Speaker: Dagmara Celik Katreniak (Research Fellow at the Center for Institutional Studies, International Research Laboratory for Institutional Analysis of Economic Reforms)

April 16, ThursdayMyasnitskaya 24, building 3, room 424, 17.30. 

Substantial progress has been made in improving access to schooling in developing countries. Nevertheless, higher enrollment needs to be accompanied by advances in education quality in order to avoid stagnation or, at worst, quality downturn. A large number of interventions have been implemented with the aim of lowering absenteeism and improving students’ performance. One possible channel is the provision of feedback about the subject’s position in the group. Subjects also seem to improve if evaluated in groups and/or if provided with incentives, such as financial and reputational rewards.

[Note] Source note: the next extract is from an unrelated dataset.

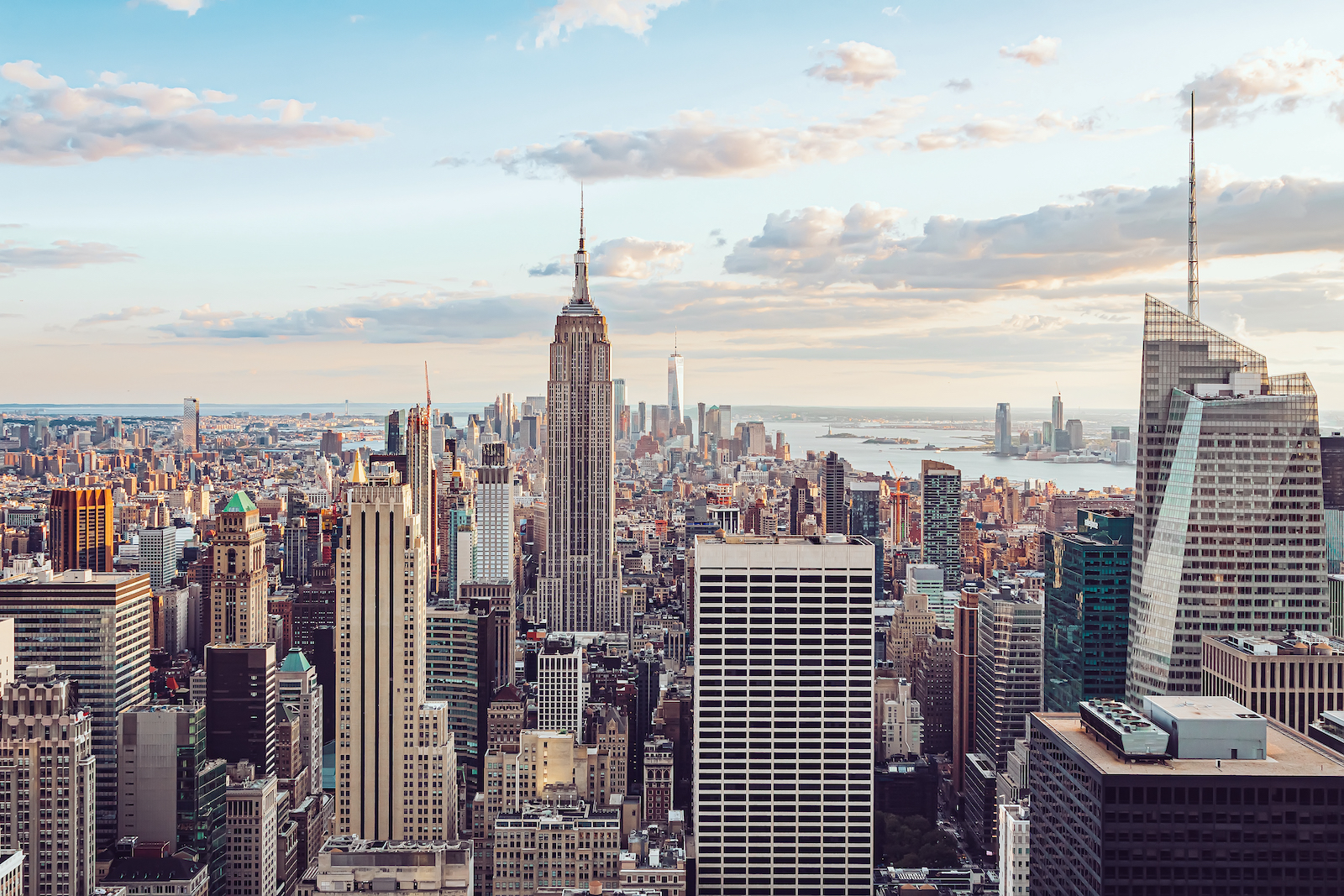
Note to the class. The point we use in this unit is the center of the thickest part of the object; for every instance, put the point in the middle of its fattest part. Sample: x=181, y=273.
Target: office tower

This paper contributes to the discussion in five aspects by implementing two types of social comparative feedback regimes - within and across-class group comparisons and two incentive regimes. First, it studies the effects of comparative feedback on students’ group performance without further incentivization. Second, it helps to understand the value added of financial and reputational rewards introduced into a social comparison framework. Third, it provides us with further evidence on gender differences in responding to incentives. Fourth, it contemplates the effects of incentives on additional outcomes, such as happiness and stress. Finally, the paper contributes to the scarce literature on the provision of incentives in developing country.. Disaggregation of the treatment interaction reveals that both girls and boys react similarly to the interactions of social comparison treatment with rewards, the channels are, however, different. While girls’ improvement is driven mainly by the comparative feedback, boys react to rewards only with no added value of feedback provision. The results are heterogeneous also with respect to students’ initial ability distribution – mostly students above median respond positively.